Et le climat là-dedans? Reste à savoir comment le vortex polaire évolue avec le réchauffement climatique, trois à quatre fois plus rapide en Arctique qu’ailleurs sur le globe. Cette question est au cœur d’un débat qui continue de diviser la communauté scientifique.

  • Une étude publiée dans la revue Science en septembre 2021 soutient que le réchauffement de l’Arctique devrait provoquer un «décrochage du vortex polaire», suscitant des périodes de froid extrêmes dans les latitudes plus méridionales.

  • Mais il n’y a pas de consensus au sein de la communauté scientifique, tant les phénomènes météorologiques en Arctique sont variables et encore mal compris, souligne le site spécialisé CarbonBrief dans une longue analyse.
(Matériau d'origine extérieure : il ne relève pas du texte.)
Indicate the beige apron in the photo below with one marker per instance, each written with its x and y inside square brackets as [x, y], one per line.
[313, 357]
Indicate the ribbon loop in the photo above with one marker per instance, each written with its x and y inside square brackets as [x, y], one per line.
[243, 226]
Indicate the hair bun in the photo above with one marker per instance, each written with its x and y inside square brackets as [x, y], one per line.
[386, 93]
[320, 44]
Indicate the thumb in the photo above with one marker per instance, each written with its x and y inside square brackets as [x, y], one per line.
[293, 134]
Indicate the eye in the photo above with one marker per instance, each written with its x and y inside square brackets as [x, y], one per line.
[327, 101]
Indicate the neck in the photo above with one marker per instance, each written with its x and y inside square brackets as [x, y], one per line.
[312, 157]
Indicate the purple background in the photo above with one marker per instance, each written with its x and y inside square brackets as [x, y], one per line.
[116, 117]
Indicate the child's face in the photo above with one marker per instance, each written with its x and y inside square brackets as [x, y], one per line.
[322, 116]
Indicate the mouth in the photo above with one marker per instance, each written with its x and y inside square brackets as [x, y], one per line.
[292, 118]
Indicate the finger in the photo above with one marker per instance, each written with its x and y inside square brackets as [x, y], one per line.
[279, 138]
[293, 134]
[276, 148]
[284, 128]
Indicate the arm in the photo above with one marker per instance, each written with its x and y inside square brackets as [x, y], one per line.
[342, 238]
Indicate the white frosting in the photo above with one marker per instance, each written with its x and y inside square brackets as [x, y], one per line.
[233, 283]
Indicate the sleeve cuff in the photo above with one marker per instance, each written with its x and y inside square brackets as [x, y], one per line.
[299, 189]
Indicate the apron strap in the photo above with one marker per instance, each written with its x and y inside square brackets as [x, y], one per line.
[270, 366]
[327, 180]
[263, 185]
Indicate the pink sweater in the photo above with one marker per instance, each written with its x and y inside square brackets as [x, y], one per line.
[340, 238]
«J'aimerais avoir une réponse claire», s’excuse Steve Vavrus, climatologue à l'Université du Wisconsin, dans les colonnes du New York Times . «Malheureusement, l'état des choses est encore ambigu.» Le débat, que les scientifiques qualifient de «sain» — il fait avancer la recherche — n’est donc pas clos.

Un air toujours plus humide. Dans un monde en surchauffe, on ne s’attend pas à des tempêtes de neige — plutôt à des Noël verts, comme c’était le cas en Suisse cette année. Et statistiquement, les surfaces enneigées à l’échelle de la planète sont bien amenée à se réduire dans le futur.

Mais il existe des subtilités:

  • Plus la température moyenne est élevée, plus les masses d’air peuvent se charger en eau, rappelle Kevin Reed, spécialiste en modélisation climatique à l’Université de Stony Brook (New York), dans une interview au New York Times.

  • Or, une atmosphère humide augmente la probabilité de voir éclater des précipitations intenses — ou, lorsque la température est négative, de violentes chutes de neige. Comme c’est le cas actuellement aux Etats-Unis.

Un monde qui se réchauffe en moyenne n’exclut pas la survenue d’événements climatiques extrêmes, y compris en hiver. Au contraire, il les favorise.